婚姻費用と財産分与について、それぞれ高額の支払を相手方から受けることができた事例【離婚解決事例58】
30代の夫婦。依頼者は妻。
開業医の夫のモラハラがひどいため、幼児を連れて実家に返るかたちで別居が開始し、この段階で代理人として介入することに。
夫も直ちに弁護士を立てたが、依頼者が子どもを連れて別居したことに納得が行かず、親権も譲らない姿勢を崩さなかったため、離婚調停を申し立てることになった。
調停では、財産分与についても夫が低額の合意をしていたなどと主張したため折り合いがつかず、早々に不成立となって、離婚訴訟を提起することになった。
夫は、婚姻費用についても、依頼者が有責配偶者であるため養育費相当額しか払わないなどとの態度を変えなかったため、調停も不成立となり審判となった。
個人事業主である開業医の夫の収入評価が争点となり、家裁では月額41万円の支払を夫に命じる審判が出た。

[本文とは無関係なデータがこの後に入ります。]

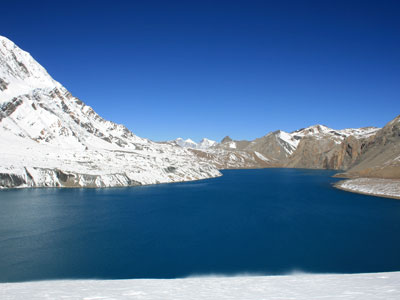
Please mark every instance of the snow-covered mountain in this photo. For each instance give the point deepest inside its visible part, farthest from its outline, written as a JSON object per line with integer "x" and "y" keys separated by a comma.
{"x": 50, "y": 138}
{"x": 188, "y": 143}
{"x": 316, "y": 146}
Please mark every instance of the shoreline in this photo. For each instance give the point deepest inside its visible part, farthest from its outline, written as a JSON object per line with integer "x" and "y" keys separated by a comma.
{"x": 299, "y": 286}
{"x": 358, "y": 186}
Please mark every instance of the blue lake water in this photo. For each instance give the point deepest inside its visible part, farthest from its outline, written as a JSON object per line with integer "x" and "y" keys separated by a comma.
{"x": 270, "y": 221}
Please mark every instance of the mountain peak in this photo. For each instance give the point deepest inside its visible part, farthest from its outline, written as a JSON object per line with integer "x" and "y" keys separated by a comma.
{"x": 226, "y": 139}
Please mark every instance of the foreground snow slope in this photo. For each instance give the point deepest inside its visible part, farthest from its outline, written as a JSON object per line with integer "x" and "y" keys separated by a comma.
{"x": 374, "y": 286}
{"x": 50, "y": 138}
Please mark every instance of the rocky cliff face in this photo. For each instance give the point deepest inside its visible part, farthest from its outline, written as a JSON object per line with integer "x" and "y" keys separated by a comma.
{"x": 50, "y": 138}
{"x": 330, "y": 149}
{"x": 315, "y": 147}
{"x": 380, "y": 154}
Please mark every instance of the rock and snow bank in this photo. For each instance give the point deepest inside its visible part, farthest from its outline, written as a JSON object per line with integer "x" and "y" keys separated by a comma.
{"x": 373, "y": 286}
{"x": 372, "y": 186}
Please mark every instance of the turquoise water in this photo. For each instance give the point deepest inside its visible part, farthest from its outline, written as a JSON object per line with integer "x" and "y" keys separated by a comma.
{"x": 270, "y": 221}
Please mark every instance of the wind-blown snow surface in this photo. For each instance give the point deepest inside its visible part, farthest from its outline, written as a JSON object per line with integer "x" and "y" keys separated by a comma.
{"x": 50, "y": 138}
{"x": 373, "y": 286}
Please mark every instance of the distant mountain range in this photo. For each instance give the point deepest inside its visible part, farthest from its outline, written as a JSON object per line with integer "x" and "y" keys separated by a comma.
{"x": 50, "y": 138}
{"x": 368, "y": 151}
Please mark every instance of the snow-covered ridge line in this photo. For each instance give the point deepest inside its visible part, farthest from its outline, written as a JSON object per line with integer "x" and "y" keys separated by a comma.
{"x": 50, "y": 138}
{"x": 371, "y": 286}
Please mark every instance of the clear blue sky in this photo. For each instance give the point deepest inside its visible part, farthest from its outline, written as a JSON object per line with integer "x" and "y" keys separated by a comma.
{"x": 213, "y": 68}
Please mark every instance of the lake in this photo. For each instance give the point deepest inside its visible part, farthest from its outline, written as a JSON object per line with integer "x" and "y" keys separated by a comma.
{"x": 266, "y": 221}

夫の収入評価について当方の主張が認められなかったものの、依頼者は高裁に不服申立てをすることを望まなかったことから、抗告をしなかったが、夫が抗告したため、高裁の判断を仰ぐことになった。
この抗告審で当方の主張を改めて展開したところ、高裁は月額51万5000円の支払を夫に命じる審判を下した。

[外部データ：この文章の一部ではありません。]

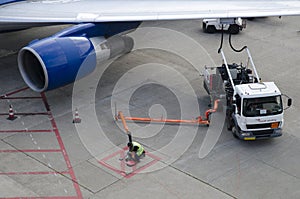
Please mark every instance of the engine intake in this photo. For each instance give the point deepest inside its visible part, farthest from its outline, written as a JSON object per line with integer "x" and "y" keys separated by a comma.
{"x": 55, "y": 61}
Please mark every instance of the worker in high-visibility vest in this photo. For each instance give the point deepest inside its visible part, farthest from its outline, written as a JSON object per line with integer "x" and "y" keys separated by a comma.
{"x": 135, "y": 151}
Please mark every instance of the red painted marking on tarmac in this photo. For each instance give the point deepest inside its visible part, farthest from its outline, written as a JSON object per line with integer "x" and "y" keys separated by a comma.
{"x": 14, "y": 92}
{"x": 12, "y": 98}
{"x": 55, "y": 197}
{"x": 26, "y": 131}
{"x": 31, "y": 151}
{"x": 61, "y": 144}
{"x": 38, "y": 113}
{"x": 34, "y": 173}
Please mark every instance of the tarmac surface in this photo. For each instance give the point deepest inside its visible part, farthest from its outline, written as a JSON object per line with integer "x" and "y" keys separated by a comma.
{"x": 43, "y": 154}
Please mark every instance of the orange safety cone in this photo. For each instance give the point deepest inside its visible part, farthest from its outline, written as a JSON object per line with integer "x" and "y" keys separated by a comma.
{"x": 76, "y": 117}
{"x": 11, "y": 114}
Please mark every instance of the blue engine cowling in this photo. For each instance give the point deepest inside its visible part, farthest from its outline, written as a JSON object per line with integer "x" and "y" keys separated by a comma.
{"x": 55, "y": 61}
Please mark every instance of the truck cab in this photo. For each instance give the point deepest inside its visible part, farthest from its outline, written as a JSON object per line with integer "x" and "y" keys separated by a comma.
{"x": 257, "y": 111}
{"x": 254, "y": 109}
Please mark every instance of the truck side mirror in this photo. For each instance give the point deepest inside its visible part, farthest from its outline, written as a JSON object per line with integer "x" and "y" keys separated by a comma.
{"x": 289, "y": 102}
{"x": 234, "y": 108}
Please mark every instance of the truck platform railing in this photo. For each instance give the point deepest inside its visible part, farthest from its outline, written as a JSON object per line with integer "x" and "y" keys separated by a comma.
{"x": 198, "y": 120}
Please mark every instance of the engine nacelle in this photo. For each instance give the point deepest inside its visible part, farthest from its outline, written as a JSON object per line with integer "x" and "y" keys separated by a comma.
{"x": 55, "y": 61}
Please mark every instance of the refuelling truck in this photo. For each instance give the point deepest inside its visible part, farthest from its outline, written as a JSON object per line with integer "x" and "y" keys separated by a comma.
{"x": 254, "y": 109}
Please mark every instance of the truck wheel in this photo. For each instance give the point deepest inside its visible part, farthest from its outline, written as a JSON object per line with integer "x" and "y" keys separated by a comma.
{"x": 210, "y": 29}
{"x": 234, "y": 29}
{"x": 234, "y": 132}
{"x": 229, "y": 126}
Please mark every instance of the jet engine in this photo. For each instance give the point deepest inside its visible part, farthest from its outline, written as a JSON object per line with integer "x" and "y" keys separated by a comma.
{"x": 55, "y": 61}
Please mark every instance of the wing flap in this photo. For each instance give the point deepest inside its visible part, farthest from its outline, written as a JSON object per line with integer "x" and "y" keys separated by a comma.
{"x": 78, "y": 11}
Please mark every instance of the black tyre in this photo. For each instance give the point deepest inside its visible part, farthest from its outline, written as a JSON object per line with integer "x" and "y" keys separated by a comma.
{"x": 210, "y": 29}
{"x": 234, "y": 29}
{"x": 234, "y": 132}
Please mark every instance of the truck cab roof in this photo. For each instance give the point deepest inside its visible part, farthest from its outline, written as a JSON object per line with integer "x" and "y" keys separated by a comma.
{"x": 257, "y": 90}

離婚訴訟では、財産分与が主な論点となったが、夫の主張に効果的な反論を重ね、最終的には未払の婚姻費用も含めて総額2800万円を夫が支払うことで訴訟上の和解が成立した。
コメント
このケースも婚姻費用が明暗を分けた事案です。
皮肉なことに、家裁の審判に不服を申し立てたのは夫でしたが、高裁では家裁よりも夫に不利な審判が出てしまいました。
通常の訴訟では「不利益変更禁止の原則」という制度があって、このような結果にはならないのですが、家事事件では自分しか不服申立てをしていないのに自分により不利な結果になる可能性がありますので、「とりあえずダメ元でもよいから不服申立てをする」という考えですと、思わぬしっぺ返しを受けることがありますので注意を要します。

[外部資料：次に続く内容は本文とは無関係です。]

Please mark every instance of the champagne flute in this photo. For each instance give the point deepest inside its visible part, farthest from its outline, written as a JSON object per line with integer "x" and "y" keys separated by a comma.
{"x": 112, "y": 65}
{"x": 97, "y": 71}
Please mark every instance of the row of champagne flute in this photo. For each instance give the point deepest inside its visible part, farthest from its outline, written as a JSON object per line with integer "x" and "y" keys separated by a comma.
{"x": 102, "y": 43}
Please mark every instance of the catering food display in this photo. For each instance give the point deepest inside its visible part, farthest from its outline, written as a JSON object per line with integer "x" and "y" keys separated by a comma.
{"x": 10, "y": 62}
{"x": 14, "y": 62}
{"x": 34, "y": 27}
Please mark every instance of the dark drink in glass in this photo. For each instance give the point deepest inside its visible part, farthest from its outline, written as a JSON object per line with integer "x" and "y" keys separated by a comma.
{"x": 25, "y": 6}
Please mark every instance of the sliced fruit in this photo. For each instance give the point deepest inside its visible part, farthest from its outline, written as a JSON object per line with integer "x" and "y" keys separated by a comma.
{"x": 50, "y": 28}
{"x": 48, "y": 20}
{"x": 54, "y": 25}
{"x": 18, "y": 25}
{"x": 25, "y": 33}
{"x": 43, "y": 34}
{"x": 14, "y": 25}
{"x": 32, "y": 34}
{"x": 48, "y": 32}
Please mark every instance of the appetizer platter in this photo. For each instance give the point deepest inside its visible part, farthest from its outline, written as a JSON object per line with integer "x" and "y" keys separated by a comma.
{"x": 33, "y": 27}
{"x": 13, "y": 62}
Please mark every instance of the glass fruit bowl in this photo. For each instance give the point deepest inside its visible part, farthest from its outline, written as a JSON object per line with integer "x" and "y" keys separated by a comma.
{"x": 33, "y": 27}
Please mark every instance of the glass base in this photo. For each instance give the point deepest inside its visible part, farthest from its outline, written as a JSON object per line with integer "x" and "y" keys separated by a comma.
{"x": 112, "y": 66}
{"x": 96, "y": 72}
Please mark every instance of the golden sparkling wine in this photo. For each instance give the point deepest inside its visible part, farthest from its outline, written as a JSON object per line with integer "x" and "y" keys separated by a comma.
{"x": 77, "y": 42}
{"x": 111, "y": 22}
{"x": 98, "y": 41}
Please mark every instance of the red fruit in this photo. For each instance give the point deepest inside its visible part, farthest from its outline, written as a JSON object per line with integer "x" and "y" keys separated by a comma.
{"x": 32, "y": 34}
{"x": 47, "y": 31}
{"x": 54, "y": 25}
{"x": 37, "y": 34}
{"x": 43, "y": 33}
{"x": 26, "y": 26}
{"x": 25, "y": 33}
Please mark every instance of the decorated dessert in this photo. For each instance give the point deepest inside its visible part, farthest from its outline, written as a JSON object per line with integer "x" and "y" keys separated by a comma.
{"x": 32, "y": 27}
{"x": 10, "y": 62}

夫の収入評価に関しては特殊な論点が含まれていましたが、専門書を引用するなどした結果、抗告審では正しく判断をしてもらえて月額50万円を超える高額な婚姻費用の審判を得ました。
この抗告審の結果に、夫は経済的なだけでなく精神的にも堪えたようで、離婚訴訟についても、当方の主張をほぼ受け容れるような内容で和解が成立しました。
財産分与では、夫の特有財産をどこまで認めるか、有価証券の評価、依頼者の寄与度などが問題になりましたが、夫の主張・立証に法的に対抗し続けた結果、あるべき財産分与が実現しました。